Miscellaneous Jokes

                                Adult Joke:Sex and travel
I guy walks up to a really pretty girl at the bar and says, “Hey, babe can I buy you a
drink?”
She says, "Do you like sex?"
The guy says, “Sure! Of course, I like sex.”
Them she asks, “Do you like to travel?”
The guy replies, “Yeah, I love to travel.”
“Well” she says, “Then fuck off some where else.”
                           Long Joke:feeling sick

A guy goes to his doctor and says, “Doc, I really feel ill, can you do some tests?”
“Sure” says the Doc, “I'll call you when the results come back”
The guy thanks the Doc and then goes about his daily routine.
Two days later the phone wakes the guy up.
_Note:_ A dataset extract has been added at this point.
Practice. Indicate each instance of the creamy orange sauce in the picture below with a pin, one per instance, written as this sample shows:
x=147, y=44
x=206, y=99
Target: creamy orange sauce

He picks it up and it’s the Doc.
The doctor says, “I've got some good news and some bad news.”
The guy says, "What is the good news?”
“You have 24 hours to live.”
“And what's the bad news?” asks the guy.
“Sorry” says the Doc, “But I forgot to call you yesterday.”
                           
                             Hilarious Joke:Bakers Job
   A baker's job is a piece of cake. Of course if it's a special job he will rise to the
occasion. It's the yeast he can do. Bakers trade bread recipes on a knead to know basis.
But they stop making donuts when they get tired of the hole thing. In a bakery, buns
usually play a small roll. But tell a baker his dough has fallen, and you'll get a rise out of
him. To find out how the business is doing, look at the pie chart. Old bakers never die.
They just keep on making more dough.

                             Funny Joke: Ice-cream
 A guy walks past an ice cream stand that advertises, “Every ice cream flavour in the
world.”
“Yea right,” thinks the guy and walks in. “So you say you have every flavour of ice cream
in the world?”
“That’s right,” says the assistant.
“O.K. Then, I’ll have three scoops of pussy flavoured ice cream, please.”
“No problem, sir.” As he puts three scoops in a cone and hands it to the guy.
The guy takes a good long lick then grimaces. “Hey, this doesn't taste like pussy, it
tastes like shit!”
The assistant replies, "Of course it tastes like shit, you need to take shorter licks!